The U.S. Department of Agriculture is issuing new nutrition guidelines in an effort “to battle the obesity epidemic,” reports ABC News. The new guidelines recommend cuts in saturated fat and transfat intake, a major reduction in sodium consumption, and an increase in potassium intake. They also encourage “eating more vegetables, fruits, whole grains, seafood, and low-fat milk and dairy products while cutting back on refined grains, added sugars, and solid fats — particularly those found in sugar-sweetened beverages and desserts,” according to ABC News. Forget taking vitamins, too: The USDA is against that; but it is for moderate alcohol consumption. Go figure.
ABC News notes that “nutrition guidelines were first published in 1980 and are reviewed every five years.” Considering that Americans’ waistlines have steadily increased since then and corresponding health problems have grown accordingly, it may safely be said that government nutrition guidelines, like every other government program, are an abject failure.
What happens when a government program fails?

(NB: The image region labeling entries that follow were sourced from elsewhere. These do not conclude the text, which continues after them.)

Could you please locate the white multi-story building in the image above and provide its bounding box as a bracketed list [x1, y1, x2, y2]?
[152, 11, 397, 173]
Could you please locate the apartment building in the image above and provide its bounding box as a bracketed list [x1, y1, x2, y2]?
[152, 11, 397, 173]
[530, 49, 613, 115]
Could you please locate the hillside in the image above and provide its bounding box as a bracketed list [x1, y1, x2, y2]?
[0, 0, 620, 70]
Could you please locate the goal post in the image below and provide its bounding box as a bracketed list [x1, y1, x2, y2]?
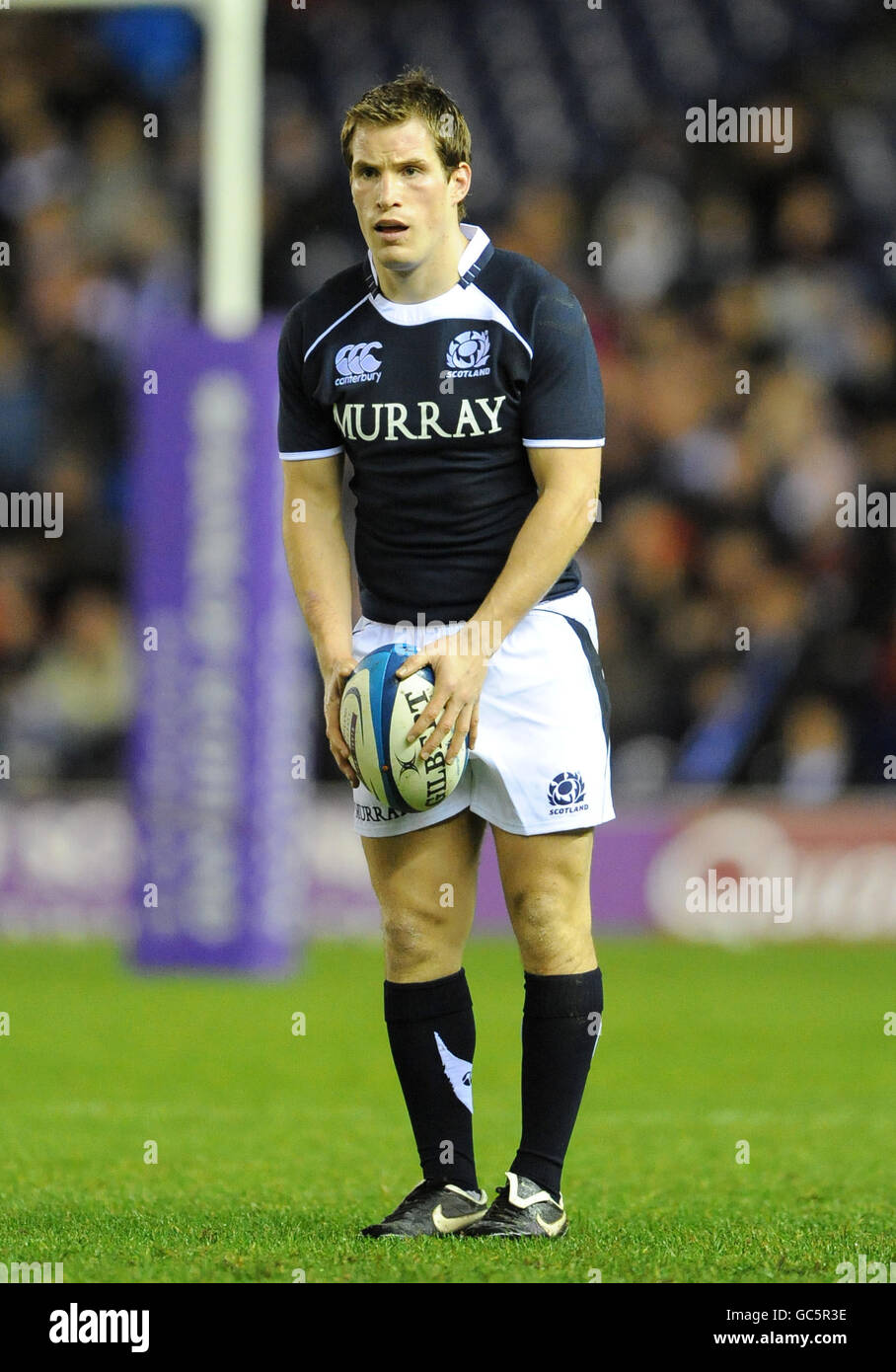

It is continued, and more programs are piled on top of it to remedy the problems the first program created. Thus, the government’s recommendations, says ABC News, “also call for policymakers and the food industry to become engaged in the fight.” Further, the “report wisely recommends that USDA and [the Department of Health and Human Services] develop a national strategy to help people eat better, including … getting industry to provide more-healthful products,” said Margo G. Wootan, nutrition policy director for the left-wing Center for Science in the Public Interest.
Connie Diekman of Washington University in St. Louis said the key to changing the American diet will be “helping consumers change their taste palate so that the shift in food choices is available.”
Implementing all of this, of course, will require new regulations, new bureaucracy, and new spending; and you can be sure the big agricultural and food processing interests will use it to their advantage.
Meanwhile, the First Lady is also trumpeting new anti-obesity measures on her website, Let’s Move. Says the website: “More than 23 million Americans, including 6.5 million children, live in low-income urban and rural neighborhoods that are more than a mile from a supermarket. These communities, where access to affordable, quality, and nutritious foods is limited, are known as food deserts.”
Her solution — surprise, surprise — is more federal spending:
As part of the President’s proposed FY 2011 budget, the Administration announced a new program … which will invest $400 million a year to provide innovative financing to bring grocery stores to underserved areas and help places such as convenience stores and bodegas carry healthier food options. Grants will also help bring farmers markets and fresh foods into underserved communities, boosting both family health and local economies. Through these initiatives and private sector engagement, the Administration will work to eliminate food deserts across the country within seven years.
Where is this $400 million a year going to come from? The U.S. government is already $13 trillion in debt. Where does the federal government get the authority to implement these programs? Certainly not from the Constitution, which authorizes no such thing. What are the odds that after seven years we’ll have more, rather than fewer, “food deserts”? The record of government programs is not encouraging.
These initiatives are part of a larger trend of attempting to alter Americans’ lifestyles to conform to politicians’ and bureaucrats’ ideals. ObamaCare, too, is rife with programs to change our behavior under the guise of preventing obesity, improving nutrition, and so on. Section 4001 of the Patient Protection and Affordable Care Act, to take perhaps the most egregious example, establishes the National Prevention, Health Promotion and Public Health Council, which is actually charged with creating “a list of national priorities on health promotion and disease prevention to address lifestyle behavior modification” with regard to “smoking cessation, proper nutrition, appropriate exercise, mental health, behavioral health, substance use disorder, and domestic violence screenings.” (Emphasis added.) President Obama issued an executive order creating the council on June 10.
To those who object to government behavior modification for the alleged purpose of improving people’s heath, there is the standard response: Since taxpayers have to foot the bill for so many people’s healthcare (ultimately everyone’s under ObamaCare and Medicare), the government has the right to tell people how to live. This, as Walter Williams is fond of reminding us, is precisely a problem of too much socialism, not too much freedom. Get rid of the mandate that Peter pay for Paul’s healthcare, and both Peter and Paul can be left to live as they please, with each bearing the cost of his own decisions. That way lies liberty. The other way lies tyranny; and perhaps especially because it is “exercised for the good of its victims,” in the words of C.S. Lewis, it “may be the most oppressive” tyranny of all.